One of those hostages was Colonel Leland Holland, assigned to Tehran as the Army Attaché to the US Embassy. Holland was no stranger to these scenarios. He had played a key role in the defense and subsequent liberation of the US Embassy and its personnel during a February 1979 attack by Iranian revolutionary forces. For his commendable efforts in that action Holland received a Distinguished Service Medal. But that attack lasted only hours. When the embassy was seized on November 4, 1979, Holland was the ranking military officer. His courage, temerity, and leadership would again be called into action, although this time he would spend 7 ½ months in solitary confinement, longer than any other military hostage. For his leadership and courage during this second ordeal, he was awarded the Defense Meritorious Service Medal. The citation reads, in part, "He served with discipline and demonstrated professional conduct under extremely adverse conditions as a captive. He lived up fully to the Code of Conduct, and continually demonstrated his personal qualities as a Soldier and as an American despite being subjected to mental and physical abuse by his captors."

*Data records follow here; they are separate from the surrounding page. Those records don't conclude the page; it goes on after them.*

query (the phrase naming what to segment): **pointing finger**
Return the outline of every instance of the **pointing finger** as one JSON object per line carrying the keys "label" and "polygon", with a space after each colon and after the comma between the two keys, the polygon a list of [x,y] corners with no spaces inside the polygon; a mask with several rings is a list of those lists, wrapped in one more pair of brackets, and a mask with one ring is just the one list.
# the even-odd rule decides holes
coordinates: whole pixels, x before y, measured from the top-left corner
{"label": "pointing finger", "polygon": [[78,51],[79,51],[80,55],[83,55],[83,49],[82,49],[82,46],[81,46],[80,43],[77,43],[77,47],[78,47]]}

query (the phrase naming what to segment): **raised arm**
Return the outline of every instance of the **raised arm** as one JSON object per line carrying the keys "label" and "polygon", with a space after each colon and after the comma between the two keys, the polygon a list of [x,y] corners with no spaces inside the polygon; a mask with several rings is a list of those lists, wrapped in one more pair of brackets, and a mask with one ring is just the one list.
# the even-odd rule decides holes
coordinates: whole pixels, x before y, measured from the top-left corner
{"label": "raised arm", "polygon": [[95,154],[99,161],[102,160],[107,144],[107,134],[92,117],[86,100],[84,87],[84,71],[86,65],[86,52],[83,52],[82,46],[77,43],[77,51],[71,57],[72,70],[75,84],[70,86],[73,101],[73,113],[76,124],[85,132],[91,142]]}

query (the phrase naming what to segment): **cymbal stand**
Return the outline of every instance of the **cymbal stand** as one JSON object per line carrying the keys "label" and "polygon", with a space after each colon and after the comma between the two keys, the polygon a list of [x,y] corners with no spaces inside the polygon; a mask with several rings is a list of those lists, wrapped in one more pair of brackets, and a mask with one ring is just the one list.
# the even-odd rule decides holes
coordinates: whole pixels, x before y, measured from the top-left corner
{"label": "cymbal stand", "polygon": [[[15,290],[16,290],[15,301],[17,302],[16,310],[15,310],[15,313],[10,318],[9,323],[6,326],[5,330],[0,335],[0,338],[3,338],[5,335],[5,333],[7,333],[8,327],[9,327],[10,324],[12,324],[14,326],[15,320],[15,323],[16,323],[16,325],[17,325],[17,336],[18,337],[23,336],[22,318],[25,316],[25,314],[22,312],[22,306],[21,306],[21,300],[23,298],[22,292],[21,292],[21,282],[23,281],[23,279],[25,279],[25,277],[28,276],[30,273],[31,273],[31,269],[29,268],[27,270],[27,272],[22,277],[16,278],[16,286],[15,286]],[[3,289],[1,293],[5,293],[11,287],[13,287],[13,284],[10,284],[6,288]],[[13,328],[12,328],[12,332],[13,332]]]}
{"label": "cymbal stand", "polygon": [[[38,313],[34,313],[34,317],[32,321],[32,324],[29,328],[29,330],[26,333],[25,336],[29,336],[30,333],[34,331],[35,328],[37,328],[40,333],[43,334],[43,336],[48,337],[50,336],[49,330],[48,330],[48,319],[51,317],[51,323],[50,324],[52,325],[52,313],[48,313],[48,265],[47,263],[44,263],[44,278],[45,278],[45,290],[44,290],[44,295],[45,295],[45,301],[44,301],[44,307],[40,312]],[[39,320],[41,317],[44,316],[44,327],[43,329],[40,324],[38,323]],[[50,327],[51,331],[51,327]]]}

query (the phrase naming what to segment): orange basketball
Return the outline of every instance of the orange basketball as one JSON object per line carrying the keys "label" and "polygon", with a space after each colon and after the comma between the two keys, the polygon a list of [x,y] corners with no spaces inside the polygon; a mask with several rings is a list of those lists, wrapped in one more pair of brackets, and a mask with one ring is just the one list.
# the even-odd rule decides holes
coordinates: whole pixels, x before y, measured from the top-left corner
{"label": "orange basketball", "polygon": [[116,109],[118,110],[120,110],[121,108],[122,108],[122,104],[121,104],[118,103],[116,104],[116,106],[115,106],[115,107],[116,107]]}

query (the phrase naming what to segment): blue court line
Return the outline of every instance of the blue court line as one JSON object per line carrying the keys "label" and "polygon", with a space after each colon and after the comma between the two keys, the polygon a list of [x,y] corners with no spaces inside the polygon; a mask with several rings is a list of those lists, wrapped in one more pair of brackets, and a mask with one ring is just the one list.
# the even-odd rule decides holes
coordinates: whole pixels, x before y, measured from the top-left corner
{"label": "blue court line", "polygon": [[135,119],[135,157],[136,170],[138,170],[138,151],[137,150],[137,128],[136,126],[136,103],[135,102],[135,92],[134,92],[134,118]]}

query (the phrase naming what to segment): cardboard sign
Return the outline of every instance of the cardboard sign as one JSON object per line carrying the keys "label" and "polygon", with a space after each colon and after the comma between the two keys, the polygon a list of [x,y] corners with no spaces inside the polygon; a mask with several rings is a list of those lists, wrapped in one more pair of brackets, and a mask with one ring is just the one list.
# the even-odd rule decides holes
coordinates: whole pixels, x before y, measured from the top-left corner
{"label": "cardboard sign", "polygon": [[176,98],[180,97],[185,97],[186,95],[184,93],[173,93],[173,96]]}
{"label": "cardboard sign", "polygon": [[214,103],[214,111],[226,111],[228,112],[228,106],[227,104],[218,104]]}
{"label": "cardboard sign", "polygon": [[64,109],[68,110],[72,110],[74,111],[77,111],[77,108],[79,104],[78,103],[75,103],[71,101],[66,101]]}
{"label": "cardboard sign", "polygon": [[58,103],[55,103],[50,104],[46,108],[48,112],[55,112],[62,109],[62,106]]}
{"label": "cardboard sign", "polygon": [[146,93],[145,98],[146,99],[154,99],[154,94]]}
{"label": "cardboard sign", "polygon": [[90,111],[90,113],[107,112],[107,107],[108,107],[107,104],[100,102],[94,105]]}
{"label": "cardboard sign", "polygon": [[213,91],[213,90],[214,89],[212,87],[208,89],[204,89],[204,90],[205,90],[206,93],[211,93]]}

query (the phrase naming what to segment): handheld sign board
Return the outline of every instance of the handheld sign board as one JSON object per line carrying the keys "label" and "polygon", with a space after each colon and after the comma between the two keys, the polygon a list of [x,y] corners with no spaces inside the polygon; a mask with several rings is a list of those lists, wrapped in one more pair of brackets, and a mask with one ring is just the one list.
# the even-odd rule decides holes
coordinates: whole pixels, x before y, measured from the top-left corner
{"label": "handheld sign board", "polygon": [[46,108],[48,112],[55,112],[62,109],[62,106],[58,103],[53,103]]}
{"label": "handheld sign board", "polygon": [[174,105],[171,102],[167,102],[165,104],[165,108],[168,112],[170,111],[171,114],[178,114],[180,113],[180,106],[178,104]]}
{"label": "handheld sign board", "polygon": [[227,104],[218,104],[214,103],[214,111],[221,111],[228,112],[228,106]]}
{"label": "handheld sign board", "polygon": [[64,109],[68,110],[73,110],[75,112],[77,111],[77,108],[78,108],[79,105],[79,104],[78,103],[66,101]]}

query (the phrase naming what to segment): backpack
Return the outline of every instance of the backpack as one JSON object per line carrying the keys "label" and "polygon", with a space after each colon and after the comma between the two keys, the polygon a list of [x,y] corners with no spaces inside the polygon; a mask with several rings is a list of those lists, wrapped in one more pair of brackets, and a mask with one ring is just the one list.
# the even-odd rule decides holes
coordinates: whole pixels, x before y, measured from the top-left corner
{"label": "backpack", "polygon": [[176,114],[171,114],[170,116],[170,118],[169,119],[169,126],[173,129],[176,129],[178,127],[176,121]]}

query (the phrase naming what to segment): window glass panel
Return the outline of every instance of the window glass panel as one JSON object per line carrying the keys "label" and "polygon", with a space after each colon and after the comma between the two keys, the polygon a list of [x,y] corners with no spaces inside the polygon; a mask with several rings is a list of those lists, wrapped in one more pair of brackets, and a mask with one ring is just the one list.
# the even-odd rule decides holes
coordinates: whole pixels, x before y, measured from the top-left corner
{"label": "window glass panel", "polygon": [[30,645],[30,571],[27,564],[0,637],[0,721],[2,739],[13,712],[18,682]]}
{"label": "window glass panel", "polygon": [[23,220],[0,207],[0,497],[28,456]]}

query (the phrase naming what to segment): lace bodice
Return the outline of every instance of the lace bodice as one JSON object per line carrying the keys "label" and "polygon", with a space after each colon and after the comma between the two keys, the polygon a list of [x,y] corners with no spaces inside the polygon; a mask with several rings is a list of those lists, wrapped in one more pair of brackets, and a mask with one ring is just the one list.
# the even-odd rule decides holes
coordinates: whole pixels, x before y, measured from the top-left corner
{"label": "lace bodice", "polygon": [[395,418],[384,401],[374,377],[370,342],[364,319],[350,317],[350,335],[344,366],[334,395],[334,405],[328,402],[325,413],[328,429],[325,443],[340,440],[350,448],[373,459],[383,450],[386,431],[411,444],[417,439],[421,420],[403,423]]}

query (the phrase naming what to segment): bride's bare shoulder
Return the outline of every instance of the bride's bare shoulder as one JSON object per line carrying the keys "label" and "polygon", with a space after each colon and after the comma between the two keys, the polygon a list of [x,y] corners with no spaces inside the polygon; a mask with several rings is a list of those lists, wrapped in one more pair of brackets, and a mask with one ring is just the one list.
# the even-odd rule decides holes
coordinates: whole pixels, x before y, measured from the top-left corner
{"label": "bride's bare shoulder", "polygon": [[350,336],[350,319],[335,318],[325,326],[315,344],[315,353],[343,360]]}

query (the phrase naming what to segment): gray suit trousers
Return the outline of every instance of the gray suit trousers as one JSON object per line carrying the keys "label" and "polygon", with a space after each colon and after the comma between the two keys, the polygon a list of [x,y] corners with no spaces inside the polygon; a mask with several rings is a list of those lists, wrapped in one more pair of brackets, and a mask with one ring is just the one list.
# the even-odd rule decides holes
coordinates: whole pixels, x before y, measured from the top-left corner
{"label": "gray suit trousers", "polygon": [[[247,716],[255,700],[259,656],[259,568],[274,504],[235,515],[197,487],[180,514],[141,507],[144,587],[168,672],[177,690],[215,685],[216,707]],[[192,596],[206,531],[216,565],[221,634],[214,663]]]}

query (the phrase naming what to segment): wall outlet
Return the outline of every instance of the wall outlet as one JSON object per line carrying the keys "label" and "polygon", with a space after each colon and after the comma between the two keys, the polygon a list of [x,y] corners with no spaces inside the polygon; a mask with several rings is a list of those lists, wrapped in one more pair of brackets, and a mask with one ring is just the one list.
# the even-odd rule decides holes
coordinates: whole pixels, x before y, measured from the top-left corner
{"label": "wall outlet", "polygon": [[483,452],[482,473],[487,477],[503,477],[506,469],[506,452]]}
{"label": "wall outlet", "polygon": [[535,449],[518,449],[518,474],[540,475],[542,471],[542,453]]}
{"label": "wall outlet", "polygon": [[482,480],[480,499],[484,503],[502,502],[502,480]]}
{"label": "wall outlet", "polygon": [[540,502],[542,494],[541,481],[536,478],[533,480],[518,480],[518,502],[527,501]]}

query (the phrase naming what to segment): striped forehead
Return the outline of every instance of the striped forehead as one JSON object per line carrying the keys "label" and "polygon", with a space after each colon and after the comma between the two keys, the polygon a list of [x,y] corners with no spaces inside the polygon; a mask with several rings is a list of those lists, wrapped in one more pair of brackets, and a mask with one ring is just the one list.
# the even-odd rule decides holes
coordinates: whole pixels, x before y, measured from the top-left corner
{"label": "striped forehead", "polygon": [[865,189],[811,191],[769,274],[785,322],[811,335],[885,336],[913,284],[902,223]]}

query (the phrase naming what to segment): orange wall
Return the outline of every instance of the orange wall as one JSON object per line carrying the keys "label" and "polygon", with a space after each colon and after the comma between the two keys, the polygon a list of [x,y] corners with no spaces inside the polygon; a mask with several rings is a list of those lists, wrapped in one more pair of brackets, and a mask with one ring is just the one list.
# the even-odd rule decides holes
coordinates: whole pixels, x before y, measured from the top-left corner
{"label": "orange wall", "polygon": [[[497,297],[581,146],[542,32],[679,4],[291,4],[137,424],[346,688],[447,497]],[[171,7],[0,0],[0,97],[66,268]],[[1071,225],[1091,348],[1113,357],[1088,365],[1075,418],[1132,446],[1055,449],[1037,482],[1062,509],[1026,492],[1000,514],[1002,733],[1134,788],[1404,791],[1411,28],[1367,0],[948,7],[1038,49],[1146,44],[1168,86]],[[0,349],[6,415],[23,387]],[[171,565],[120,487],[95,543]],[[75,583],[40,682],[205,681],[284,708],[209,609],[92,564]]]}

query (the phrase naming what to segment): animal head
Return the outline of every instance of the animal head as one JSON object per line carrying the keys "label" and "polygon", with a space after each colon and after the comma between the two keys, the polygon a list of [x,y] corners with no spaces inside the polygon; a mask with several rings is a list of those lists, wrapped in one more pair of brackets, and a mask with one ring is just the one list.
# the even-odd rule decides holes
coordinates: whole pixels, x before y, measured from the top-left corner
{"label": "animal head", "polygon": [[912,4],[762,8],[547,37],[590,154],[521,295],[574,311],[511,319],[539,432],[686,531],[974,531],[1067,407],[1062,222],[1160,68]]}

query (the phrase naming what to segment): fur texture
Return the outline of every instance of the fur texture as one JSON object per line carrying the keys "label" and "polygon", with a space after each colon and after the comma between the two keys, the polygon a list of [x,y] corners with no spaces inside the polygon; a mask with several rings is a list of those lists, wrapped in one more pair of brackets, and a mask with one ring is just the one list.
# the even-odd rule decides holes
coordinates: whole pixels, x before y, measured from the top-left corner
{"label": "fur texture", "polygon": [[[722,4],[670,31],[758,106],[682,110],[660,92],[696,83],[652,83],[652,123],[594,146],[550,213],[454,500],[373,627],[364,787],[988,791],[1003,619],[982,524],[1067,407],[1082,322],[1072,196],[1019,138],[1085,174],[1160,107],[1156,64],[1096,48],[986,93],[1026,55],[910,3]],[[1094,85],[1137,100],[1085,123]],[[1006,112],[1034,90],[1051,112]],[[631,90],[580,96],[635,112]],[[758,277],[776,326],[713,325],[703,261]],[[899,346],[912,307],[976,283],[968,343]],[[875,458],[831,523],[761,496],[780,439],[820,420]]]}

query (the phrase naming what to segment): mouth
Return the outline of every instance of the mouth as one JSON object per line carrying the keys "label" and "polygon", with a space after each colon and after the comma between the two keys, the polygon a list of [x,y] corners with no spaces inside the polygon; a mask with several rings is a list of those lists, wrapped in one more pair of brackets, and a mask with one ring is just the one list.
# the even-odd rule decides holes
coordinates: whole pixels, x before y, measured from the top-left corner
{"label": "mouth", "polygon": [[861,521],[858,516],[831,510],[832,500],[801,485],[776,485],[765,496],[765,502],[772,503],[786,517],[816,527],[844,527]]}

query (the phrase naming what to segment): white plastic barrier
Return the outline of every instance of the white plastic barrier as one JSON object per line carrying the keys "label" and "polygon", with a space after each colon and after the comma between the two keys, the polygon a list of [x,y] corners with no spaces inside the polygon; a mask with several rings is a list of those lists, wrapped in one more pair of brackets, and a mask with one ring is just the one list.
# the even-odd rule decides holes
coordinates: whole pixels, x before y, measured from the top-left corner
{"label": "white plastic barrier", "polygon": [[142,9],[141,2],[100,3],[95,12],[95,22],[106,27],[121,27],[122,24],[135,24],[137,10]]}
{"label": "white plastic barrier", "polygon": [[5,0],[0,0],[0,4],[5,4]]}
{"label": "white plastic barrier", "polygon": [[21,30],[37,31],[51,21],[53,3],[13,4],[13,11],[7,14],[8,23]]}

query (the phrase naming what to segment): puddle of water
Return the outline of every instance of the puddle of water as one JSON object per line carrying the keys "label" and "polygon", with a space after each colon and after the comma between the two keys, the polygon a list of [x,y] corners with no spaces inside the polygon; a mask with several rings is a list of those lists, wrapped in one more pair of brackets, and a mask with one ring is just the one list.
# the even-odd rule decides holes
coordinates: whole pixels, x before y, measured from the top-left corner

After the hostage crisis finally ended, Colonel Holland served in the Pentagon as the Chief of Current Intelligence on the Army Staff. His final assignment was as Commander of Vint Hill Farms Station in Warrenton, Virginia, before he retired in 1987. Holland was inducted into the MI Hall of Fame in 1988. He died of cancer in 1990 and the US Army Intelligence Center memorialized him with the renaming of the Command Lab in Riley Barracks as the Holland Room. Hopefully, when current and future generations of Soldiers pass through and by that room, they will honor the memory and sacrifice of the man behind the name.